In his new short story collection The Music Never Died (Verse Chorus Press), author Mark Swartz envisions alternate fates for artists who died young. While most of these “Tales from the Flipside” concern a single artist—Biggie, Jimi Hendrix, Amy Winehouse, Gram Parsons—this one presents a parallel universe where jazz and hip-hop artists are locked in a Cold War. Trumpeter Lee Morgan and DJ Jam Master Jay of Run-DMC represent A New Hope.
The Flipside is a cramped used record store beneath Times Square. Everything you’d ever want to hear is here, and then some. Albums are arranged alphabetically and divided by genre. Over the years, the territory occupied by any given genre expands or contracts. Rock splits into classic and punk. Hip-hop arises and quickly occupies a sizable expanse. Easy listening fades.

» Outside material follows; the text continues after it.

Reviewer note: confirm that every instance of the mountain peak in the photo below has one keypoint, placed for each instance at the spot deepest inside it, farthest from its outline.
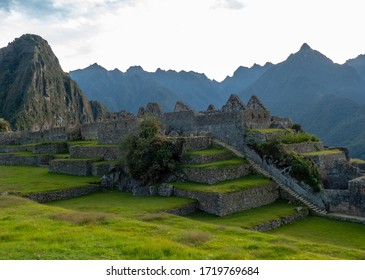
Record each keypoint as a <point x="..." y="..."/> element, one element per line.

Country shrinks and grows and shrinks again.
These fluctuations are the product of tastes and trends, as well as ineffable qualities like genius, romance, and myth. The dead, especially the young dead, loom large here.
Whom the gods love dies young, wrote Menander in ancient times, and hoo doggie, did the gods love them some jazz or what? And they sure must have had some special affection for hip-hop, too. Across the bay from Jazz Island stood the city-state of Hiphopabad, with the impregnable Thugz Mansion at its center.
Both nations exist in the Flipside, which maps exactly onto the record store that bears its name. The continental drift of genres across crates mirrors territorial skirmishes and international intrigue in their world. This is the unauthorized account of how Jam Master Jay claimed the Flipside crown and the part played by Lee Morgan in his ascension.